Image watermarking removing method based on countermeasure network
Technical Field
The invention relates to the technical field of artificial intelligence and image watermark removal, in particular to an image watermark removal method based on a countermeasure network.
Background
With the popularization of the internet and the rapid development of communication tools, people tend to release photos and videos on the internet to store precious memories and record good moments in life. In order to protect the copyright of pictures or videos, many software adopts a mode of adding watermarks on pictures. At present, artificial intelligence is gradually popularized to various fields, the basis of the artificial intelligence is the learning of large-scale data, watermarks can interfere or destroy the internal information of the data to a certain degree, and the learning of a model is greatly influenced. Meanwhile, various watermarking technologies are different, and the robustness and the anti-interference performance of the watermarking technologies need to be tested. Based on the above two points, the watermark removal technology gradually becomes a big hotspot in the current computer vision field.
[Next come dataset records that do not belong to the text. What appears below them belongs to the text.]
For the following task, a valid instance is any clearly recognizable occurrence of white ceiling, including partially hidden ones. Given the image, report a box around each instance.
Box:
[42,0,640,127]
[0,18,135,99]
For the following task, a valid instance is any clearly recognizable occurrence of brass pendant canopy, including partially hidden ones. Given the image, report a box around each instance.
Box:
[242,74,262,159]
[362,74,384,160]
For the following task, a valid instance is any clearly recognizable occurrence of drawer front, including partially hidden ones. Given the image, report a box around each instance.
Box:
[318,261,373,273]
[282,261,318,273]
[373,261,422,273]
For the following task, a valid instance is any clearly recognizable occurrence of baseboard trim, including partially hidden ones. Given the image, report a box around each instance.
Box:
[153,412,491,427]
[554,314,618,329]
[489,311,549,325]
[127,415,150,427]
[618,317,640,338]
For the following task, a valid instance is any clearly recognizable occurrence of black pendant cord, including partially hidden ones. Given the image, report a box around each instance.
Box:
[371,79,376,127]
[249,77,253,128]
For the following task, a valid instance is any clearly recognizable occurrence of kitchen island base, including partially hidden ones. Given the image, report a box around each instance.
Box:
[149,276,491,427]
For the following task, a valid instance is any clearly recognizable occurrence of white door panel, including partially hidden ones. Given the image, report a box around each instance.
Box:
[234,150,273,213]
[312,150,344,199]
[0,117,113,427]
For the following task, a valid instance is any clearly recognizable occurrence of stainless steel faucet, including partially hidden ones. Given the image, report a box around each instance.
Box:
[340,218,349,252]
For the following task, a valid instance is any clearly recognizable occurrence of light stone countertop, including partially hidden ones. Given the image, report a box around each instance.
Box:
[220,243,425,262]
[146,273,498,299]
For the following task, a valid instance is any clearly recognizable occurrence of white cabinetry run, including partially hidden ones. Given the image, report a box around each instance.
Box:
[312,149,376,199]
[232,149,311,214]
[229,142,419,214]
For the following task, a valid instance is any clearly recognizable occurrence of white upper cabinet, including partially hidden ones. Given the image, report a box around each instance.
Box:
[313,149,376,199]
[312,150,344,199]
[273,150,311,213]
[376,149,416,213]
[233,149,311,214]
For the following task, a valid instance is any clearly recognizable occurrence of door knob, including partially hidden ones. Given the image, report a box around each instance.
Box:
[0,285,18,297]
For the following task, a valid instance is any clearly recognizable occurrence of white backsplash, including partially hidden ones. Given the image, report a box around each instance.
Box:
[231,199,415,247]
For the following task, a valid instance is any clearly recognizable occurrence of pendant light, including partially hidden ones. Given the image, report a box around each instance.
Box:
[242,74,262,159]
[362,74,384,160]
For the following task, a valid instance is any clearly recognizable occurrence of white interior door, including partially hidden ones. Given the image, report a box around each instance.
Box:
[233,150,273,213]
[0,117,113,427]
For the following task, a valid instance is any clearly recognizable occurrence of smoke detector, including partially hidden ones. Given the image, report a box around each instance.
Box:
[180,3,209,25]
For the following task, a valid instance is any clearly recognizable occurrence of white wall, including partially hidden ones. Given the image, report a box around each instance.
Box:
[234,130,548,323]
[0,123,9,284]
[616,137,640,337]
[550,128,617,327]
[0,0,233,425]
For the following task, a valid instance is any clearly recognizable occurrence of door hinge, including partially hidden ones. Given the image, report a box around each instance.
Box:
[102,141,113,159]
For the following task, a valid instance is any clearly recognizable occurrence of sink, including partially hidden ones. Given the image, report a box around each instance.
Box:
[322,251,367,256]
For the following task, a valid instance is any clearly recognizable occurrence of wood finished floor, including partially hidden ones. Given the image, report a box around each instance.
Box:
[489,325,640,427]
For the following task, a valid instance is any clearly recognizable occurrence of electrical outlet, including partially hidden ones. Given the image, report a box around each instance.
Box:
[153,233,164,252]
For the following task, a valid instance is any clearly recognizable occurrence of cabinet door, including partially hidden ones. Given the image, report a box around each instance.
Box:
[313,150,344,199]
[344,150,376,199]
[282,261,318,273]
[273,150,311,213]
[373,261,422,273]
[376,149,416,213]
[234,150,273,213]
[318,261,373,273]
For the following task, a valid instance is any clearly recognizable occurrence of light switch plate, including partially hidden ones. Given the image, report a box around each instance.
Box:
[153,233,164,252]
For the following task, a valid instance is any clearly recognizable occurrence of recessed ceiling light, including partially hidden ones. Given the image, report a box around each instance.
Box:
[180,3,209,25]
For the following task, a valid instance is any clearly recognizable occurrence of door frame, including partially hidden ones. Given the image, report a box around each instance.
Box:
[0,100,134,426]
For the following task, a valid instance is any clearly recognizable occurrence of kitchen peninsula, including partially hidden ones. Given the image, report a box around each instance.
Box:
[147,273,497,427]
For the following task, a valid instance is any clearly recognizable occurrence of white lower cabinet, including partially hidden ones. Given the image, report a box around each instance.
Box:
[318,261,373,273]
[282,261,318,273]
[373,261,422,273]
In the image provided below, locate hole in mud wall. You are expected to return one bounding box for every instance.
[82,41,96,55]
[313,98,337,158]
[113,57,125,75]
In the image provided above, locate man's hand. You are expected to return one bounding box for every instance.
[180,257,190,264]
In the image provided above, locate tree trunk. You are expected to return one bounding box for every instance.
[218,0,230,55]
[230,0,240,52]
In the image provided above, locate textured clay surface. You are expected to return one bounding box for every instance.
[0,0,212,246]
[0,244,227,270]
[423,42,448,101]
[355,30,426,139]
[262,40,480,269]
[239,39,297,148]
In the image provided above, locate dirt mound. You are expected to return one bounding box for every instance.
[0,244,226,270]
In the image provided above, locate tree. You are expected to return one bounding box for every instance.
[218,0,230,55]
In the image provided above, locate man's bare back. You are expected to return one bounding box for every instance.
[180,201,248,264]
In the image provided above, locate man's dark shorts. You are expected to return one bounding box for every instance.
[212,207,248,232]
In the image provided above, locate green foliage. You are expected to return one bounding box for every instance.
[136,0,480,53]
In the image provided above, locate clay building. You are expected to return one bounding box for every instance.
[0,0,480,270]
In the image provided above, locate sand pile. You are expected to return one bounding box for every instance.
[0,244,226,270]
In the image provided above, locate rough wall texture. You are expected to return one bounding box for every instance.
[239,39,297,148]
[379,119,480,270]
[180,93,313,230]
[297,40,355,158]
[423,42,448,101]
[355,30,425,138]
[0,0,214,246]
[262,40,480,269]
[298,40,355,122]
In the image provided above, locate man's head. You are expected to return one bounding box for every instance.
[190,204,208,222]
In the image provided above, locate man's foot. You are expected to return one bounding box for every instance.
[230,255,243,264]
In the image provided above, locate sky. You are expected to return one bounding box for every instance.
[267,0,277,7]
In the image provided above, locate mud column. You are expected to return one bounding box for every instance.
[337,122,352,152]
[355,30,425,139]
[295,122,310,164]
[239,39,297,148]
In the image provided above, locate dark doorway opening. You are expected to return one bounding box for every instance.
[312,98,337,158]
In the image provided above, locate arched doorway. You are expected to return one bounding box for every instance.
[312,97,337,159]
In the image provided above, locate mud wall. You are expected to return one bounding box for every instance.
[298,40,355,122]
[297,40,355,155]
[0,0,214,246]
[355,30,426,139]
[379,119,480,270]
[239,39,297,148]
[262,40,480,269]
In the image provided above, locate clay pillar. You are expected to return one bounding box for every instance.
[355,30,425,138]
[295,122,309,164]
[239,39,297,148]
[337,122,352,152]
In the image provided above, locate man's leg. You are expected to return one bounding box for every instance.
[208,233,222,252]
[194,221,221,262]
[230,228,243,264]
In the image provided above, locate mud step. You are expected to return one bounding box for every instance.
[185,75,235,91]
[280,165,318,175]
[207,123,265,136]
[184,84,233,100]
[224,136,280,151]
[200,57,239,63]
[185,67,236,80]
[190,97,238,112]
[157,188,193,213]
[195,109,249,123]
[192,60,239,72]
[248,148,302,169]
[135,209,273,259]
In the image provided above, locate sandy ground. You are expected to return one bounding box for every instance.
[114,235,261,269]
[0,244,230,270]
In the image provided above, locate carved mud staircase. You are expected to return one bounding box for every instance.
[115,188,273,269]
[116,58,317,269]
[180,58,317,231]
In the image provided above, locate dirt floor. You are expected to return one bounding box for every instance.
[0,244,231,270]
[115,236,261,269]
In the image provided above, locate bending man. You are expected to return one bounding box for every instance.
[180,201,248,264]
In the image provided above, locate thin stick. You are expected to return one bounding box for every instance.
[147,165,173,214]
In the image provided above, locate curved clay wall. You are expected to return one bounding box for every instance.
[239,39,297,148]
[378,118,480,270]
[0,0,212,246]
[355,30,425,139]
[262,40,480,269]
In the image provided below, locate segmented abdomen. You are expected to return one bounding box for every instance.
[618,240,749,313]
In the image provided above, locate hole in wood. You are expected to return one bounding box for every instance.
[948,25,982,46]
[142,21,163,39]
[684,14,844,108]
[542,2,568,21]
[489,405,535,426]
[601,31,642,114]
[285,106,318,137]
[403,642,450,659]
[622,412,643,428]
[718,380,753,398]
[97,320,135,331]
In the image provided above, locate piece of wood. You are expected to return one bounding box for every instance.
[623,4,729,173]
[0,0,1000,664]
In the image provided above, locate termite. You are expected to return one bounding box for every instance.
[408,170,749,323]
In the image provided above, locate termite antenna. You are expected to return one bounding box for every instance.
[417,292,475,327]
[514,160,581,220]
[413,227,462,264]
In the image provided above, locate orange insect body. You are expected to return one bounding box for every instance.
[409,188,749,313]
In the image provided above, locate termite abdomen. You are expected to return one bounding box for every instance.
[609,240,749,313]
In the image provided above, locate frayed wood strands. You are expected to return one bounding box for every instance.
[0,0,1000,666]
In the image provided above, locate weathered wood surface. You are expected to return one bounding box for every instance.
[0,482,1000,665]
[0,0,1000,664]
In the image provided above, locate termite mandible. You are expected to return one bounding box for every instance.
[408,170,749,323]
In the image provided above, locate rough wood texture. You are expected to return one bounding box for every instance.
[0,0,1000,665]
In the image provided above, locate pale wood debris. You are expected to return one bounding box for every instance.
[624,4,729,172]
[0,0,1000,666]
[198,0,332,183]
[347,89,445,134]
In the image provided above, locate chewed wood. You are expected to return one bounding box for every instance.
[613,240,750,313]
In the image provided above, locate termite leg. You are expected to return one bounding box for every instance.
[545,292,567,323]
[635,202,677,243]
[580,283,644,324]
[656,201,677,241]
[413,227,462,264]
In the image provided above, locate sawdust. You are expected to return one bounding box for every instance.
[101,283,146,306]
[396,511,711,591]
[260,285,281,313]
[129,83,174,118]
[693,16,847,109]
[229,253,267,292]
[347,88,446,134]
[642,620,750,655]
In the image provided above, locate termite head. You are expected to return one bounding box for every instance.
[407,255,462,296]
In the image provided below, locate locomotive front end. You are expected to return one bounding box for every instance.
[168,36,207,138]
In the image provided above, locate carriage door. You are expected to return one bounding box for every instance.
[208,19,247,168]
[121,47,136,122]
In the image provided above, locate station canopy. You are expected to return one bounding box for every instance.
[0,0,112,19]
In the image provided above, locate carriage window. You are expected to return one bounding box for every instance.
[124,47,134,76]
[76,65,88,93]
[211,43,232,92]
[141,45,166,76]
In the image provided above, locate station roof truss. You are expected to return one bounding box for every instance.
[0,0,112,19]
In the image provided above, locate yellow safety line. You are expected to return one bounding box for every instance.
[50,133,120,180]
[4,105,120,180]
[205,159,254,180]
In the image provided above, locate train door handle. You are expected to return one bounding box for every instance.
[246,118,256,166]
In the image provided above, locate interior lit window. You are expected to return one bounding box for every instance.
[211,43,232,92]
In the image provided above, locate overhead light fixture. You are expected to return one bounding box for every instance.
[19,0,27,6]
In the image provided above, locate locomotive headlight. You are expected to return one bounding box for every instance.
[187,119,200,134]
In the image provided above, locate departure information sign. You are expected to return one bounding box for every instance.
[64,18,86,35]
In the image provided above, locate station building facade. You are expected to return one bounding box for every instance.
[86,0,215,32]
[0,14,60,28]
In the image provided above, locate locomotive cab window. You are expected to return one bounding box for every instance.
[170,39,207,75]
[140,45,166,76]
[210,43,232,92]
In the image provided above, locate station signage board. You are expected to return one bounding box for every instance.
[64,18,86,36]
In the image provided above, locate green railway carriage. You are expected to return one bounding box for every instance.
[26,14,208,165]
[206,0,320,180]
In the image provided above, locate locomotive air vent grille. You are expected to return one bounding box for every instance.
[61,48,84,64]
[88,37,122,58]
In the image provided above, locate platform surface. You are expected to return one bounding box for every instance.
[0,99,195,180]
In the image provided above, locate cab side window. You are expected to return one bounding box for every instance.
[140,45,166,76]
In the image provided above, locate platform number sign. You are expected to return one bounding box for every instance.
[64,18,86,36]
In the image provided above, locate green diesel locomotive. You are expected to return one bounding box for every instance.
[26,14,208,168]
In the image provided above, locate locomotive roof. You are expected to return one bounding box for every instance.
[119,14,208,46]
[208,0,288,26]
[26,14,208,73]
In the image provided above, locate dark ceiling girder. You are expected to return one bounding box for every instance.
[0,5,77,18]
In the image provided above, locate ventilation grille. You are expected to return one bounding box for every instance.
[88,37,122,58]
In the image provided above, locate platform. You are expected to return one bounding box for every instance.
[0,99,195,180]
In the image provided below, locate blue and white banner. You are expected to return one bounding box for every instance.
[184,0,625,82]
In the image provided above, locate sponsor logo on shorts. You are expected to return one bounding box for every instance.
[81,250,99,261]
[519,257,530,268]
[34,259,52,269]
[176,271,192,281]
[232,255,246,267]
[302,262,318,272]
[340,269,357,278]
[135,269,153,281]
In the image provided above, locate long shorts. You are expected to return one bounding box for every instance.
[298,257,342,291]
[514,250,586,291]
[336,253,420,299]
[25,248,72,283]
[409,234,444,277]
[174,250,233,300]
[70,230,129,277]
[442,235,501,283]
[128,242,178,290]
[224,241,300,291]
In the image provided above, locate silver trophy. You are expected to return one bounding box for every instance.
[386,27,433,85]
Due to the variety of watermark categories and styles, watermark removal technology is still a great challenge at present. Most of the existing methods are based on a target detection technology, a mature target detection framework is used for detecting the position of a watermark, then a watermark area is cut out, and image conversion is carried out by using priori knowledge. But most of this a priori knowledge is designed for a particular pattern watermark, e.g. only one type of mark can be removed. The technologies not only need to manually mark the position of the watermark in the picture, but also need to perform image conversion based on experience design prior knowledge, and are time-consuming and labor-consuming, and because most of the technologies are formed by splicing a plurality of stages, each stage needs to be trained and learned respectively, so that the efficiency is low.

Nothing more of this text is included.